Le colonel Bremond n'adhère pas, à son arrivée au Hedjaz, au choix tactique de T.E Lawrence de faire effort sur des opérations de type "guérilla" préférant initialement adosser aux troupes chériféennes des unités conventionnelles occidentales. Il se rangera finalement aux décisions britanniques dont il partage la vision stratégique. En effet, pour vaincre les Turcs, il est d'accord pour choisir, à l'instar du concept du stratégiste Liddell Hart, une approche indirecte. Il s'agit, en s'attaquant au chemin de fer, aux colonnes de ravitaillement ou au réseau de postes militaires, de refuser la confrontation frontale avec les puissantes divisions ottomanes et, in fine, de les affaiblir progressivement. Ce harcèlement aura un effet sur les capacités opérationnelles de l'adversaire mais surtout sur son moral et sa liberté d'action. Les Arabes appuyés par les Français comme les Britanniques concentrent les efforts sur de courtes périodes et des objectifs à leur portée tout en économisant les moyens en attendant le début de l'année 1918, date à laquelle les Turcs commencent à se replier vers le nord alors que l'armée du Chérif paraît plus puissante, plus organisée et mieux équipée. Dans ce cadre, les "détachements français" du capitaine Pisani ou du capitaine Raho apportent avec eux des savoir-faire opérationnels irremplaçables en génie et en artillerie. Ils inventent la technique dite du "repiquage de tulipes" pour frapper la voie ferrée du Hedjaz.
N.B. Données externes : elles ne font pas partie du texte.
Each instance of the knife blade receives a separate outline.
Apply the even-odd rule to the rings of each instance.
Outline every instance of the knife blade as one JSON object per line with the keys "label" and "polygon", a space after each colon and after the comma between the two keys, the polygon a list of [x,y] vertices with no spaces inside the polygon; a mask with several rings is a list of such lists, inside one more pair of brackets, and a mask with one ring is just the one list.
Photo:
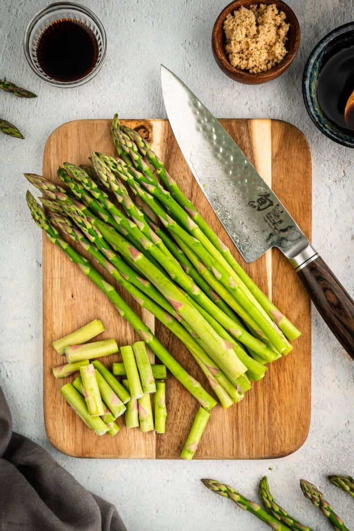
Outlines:
{"label": "knife blade", "polygon": [[354,359],[354,302],[245,153],[188,87],[161,65],[165,107],[196,180],[246,262],[277,247]]}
Cela consiste à positionner une petite charge explosive tous les 10 mètres sur 1 à 2 km afin de faire sauter en simultanée une grande longueur de rails. Face à de tels sabotages, les Turcs sont contraints de mener des travaux longs et épuisants tout en fixant de gros effectifs de soldats sur ces chantiers. En artillerie, d'abord les canons français de 80mm puis ceux de 65mm seront des atouts précieux dans la guerre de mouvement vers Damas ou les sièges de Maan comme de Médine. Utilisée comme défense anti-aérienne de circonstance face à l'aviation ennemie, l'artillerie  obligera cette dernière à bombarder les Chériféens depuis des altitudes élevées et donc, sans aucune précision.
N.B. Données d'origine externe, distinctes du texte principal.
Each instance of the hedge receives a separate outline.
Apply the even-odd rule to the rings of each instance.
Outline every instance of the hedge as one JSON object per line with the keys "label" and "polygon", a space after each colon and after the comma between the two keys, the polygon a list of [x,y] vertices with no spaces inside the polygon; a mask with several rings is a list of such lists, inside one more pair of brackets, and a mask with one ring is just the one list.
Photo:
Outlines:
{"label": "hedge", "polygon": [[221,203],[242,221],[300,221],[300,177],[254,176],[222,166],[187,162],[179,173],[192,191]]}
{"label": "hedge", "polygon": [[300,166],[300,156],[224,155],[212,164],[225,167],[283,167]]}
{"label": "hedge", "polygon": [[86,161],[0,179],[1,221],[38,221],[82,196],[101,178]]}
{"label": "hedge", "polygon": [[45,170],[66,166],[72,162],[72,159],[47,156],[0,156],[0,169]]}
En échange, les Arabes apportent aux militaires français et anglais leur connaissance du terrain, leur mobilité dans un milieu difficile, leur confiance en eux et leur "courage intelligent". Pour Lawrence d'Arabie :"leur force croissait avec leur dispersion". C'est d'ailleurs ce qui est recherché aujourd'hui avec l'infovalorisation et des programmes de type Scorpion (http://www.defense.gouv.fr/terre/equipements/scorpion/le-programme-scorpion). Bremond comme Lawrence comparent d'ailleurs les opérations dans le Hedjaz à des manœuvres navales du fait des modes d'action basés sur la mobilité, l'ubiquité, l'indépendance vis-à-vis des bases et des lignes de communication, sur le dédain des accidents du terrain, des aires stratégiques, des directions ou points fixes : "Qui est maître de la mer est plus libre : il peut accepter ou refuser la guerre à sa guise. nous étions maîtres du désert" (Sept piliers de la sagesse).
Ainsi, comme en Afghanistan hier, en Afrique aujourd'hui, la mission militaire française au Hedjaz menait déjà de l'assistance militaire opérationnelle, tels des DLAO ou OMLT modernes. Participant à la formation de l'armée de Hussein ou de la Légion d'Orient, les cadres et soldats français ont permis à une jeune force militaire de gagner en maturité et en expérience. Nos anciens nous ont montré la voie et sont des ressources inépuisables d'enseignements tactiques et d'exemples à suivre.